Social media footage of the argument revealed deputies yelling and striking each other. The assembly must still adopt the bill by at least one reading after it was passed on its first reading.
During the voting on the bill’s first reading, the discussion had already erupted into physical altercations. Aleko Elisashvili, a legislator from the Georgian opposition, approached the platform and struck Mamuka Mdinaradze, the head of the ruling Georgian Dream party’s parliamentary faction, on the head while he was attempting to make a case for the bill’s passage.
Elisashvili hit Mdinaradze and yelled, “Your Russian mother is a motherf***er,” before being hauled away by security, according to RFE/RL.
After a brief respite, Mdinaradze led the parliamentary legal affairs committee session, seemingly undisturbed by the attack.
Only TV crews are allowed inside the parliament as security measures have been tightened as the escalating crisis enters its sixteenth day.
Growing demonstrations against the enactment of the law, which was modeled after a Russian counterpart, have taken place outside the parliament building. Vladimir Putin, the president of Russia, has suppressed civil society and silenced the opposition media by abusing his foreign agents statute.
Later today, protests outside the parliament are anticipated to attract participants from various parts of Georgia as well as Tbilisi.
Growing numbers of demonstrators, evoking protests against the same bill that Georgian Dream attempted to introduce last year, have shook Tbilisi. But eventually, the administration was compelled to back down from the measure due to the size of the protests.
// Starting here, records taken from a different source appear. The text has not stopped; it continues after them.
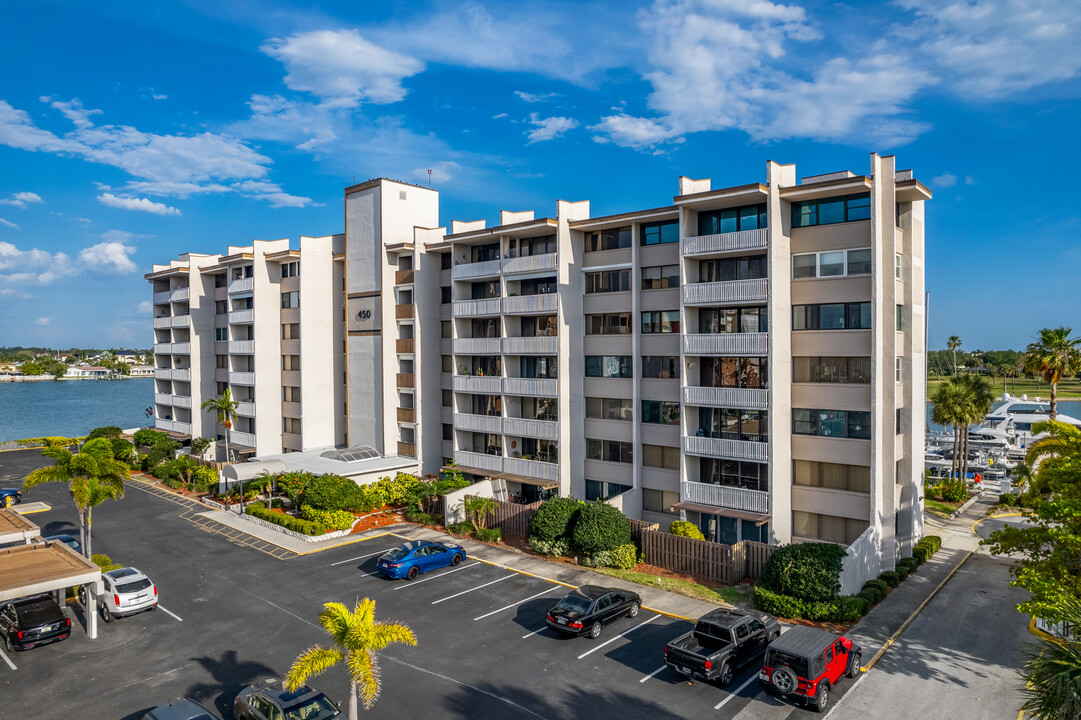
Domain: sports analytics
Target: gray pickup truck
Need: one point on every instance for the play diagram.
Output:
(721, 641)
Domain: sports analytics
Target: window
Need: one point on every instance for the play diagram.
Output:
(661, 321)
(655, 234)
(831, 370)
(828, 211)
(662, 412)
(662, 456)
(836, 316)
(832, 423)
(609, 281)
(610, 323)
(614, 238)
(732, 220)
(610, 409)
(611, 451)
(661, 367)
(659, 277)
(609, 365)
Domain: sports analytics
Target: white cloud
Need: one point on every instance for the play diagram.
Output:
(342, 67)
(547, 129)
(136, 203)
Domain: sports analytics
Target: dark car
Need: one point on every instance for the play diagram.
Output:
(806, 663)
(181, 709)
(417, 557)
(721, 641)
(32, 622)
(589, 608)
(270, 701)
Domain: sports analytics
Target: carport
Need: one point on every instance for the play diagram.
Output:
(40, 568)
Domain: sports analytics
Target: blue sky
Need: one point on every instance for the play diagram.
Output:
(131, 131)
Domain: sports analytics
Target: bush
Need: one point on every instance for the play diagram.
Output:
(808, 571)
(555, 519)
(600, 527)
(684, 529)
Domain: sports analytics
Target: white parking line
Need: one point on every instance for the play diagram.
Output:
(436, 602)
(402, 587)
(646, 622)
(512, 604)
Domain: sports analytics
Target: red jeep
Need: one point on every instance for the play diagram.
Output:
(806, 662)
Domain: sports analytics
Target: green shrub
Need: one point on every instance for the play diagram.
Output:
(808, 571)
(555, 519)
(684, 529)
(600, 527)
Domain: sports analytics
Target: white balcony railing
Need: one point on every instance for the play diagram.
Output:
(726, 449)
(724, 242)
(726, 397)
(731, 291)
(736, 498)
(726, 344)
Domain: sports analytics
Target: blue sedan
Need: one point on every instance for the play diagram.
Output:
(418, 557)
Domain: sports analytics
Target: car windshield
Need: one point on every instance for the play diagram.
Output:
(134, 586)
(317, 708)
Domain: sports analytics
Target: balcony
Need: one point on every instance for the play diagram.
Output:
(468, 270)
(753, 344)
(732, 291)
(735, 498)
(530, 263)
(726, 397)
(530, 386)
(543, 345)
(530, 304)
(724, 242)
(524, 427)
(476, 308)
(726, 449)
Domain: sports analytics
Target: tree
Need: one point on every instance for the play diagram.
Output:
(1054, 356)
(93, 476)
(357, 639)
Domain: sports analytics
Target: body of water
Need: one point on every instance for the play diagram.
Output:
(72, 408)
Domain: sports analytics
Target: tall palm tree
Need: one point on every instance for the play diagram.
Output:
(1054, 356)
(357, 639)
(93, 476)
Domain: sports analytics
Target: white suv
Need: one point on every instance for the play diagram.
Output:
(127, 591)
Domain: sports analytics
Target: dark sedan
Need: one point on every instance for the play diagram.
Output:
(32, 622)
(586, 610)
(270, 700)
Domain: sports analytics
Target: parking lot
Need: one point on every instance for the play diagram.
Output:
(231, 614)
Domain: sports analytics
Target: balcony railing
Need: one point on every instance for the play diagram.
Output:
(530, 263)
(726, 449)
(726, 344)
(529, 304)
(545, 345)
(731, 291)
(726, 397)
(735, 498)
(724, 242)
(467, 270)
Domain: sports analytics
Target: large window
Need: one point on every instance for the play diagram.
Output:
(732, 220)
(608, 281)
(655, 234)
(832, 423)
(832, 316)
(609, 365)
(828, 211)
(831, 370)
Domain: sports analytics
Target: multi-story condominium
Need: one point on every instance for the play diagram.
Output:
(748, 358)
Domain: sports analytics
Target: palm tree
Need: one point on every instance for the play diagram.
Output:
(952, 344)
(93, 476)
(1054, 356)
(357, 640)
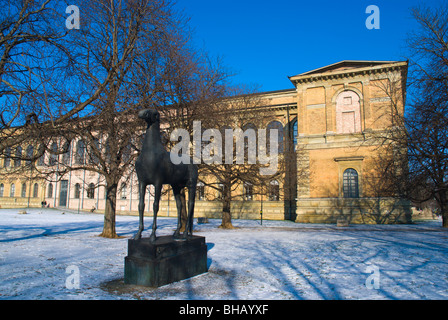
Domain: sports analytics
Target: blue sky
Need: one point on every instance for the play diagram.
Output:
(264, 42)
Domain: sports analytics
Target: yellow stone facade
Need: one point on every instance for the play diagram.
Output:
(333, 112)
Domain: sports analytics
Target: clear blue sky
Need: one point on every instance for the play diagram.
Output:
(264, 42)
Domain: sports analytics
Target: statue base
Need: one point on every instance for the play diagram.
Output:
(154, 264)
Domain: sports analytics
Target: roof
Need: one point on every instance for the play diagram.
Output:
(347, 66)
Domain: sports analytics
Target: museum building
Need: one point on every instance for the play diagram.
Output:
(332, 117)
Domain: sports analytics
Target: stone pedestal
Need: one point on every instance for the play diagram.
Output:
(154, 264)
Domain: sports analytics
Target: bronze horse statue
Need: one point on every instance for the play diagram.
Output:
(154, 166)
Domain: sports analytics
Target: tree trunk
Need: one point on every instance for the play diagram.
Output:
(443, 204)
(183, 215)
(109, 214)
(226, 222)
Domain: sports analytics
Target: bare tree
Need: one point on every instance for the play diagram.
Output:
(227, 176)
(146, 44)
(30, 51)
(427, 120)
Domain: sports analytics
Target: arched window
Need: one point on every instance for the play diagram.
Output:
(91, 191)
(24, 190)
(220, 194)
(248, 191)
(350, 184)
(200, 191)
(80, 152)
(29, 154)
(12, 192)
(53, 157)
(66, 155)
(274, 190)
(35, 190)
(41, 161)
(348, 112)
(77, 191)
(7, 161)
(50, 190)
(123, 191)
(293, 132)
(250, 142)
(18, 160)
(275, 125)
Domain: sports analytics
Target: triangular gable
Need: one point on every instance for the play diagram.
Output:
(344, 65)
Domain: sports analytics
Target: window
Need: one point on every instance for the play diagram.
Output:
(275, 125)
(274, 190)
(123, 191)
(293, 131)
(200, 191)
(7, 161)
(23, 190)
(53, 157)
(29, 154)
(18, 160)
(350, 184)
(66, 155)
(348, 112)
(91, 191)
(41, 161)
(250, 142)
(77, 191)
(220, 195)
(248, 191)
(80, 151)
(50, 190)
(35, 190)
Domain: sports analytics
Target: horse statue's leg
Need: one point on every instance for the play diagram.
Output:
(157, 194)
(141, 209)
(177, 197)
(191, 196)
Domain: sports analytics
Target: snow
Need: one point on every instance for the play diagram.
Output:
(276, 260)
The oligarch Bidzina Ivanishvili, the honorable head of Georgian Dream, escalated tensions two days ago when he delivered his “Party of War” speech at a pro-government rally. He blamed foreign interference from the West for Georgia’s problems over the past ten years and threatened to use the foreign agents’ law to crack down on United National Movement (UNM), the main opposition party led by Mikheil Saakashvili and Georgian Dream’s main rival in the October general election.
Roughly one hundred thousand demonstrators went back to the streets to carry on with the vigil yesterday night, but riot police attacked them with rubber bullets, tear gas, and batons. On April 30, there were violent altercations between the crowd and the police in central Tbilisi. Before being taken to the hospital, one opposition leader was severely beaten and had multiple teeth knocked out. In addition, the group of people chanting the Georgian national song and waving EU flags was attacked by police with water cannons.
Today is predicted to see additional protests, and the scenario is still primed for greater violence.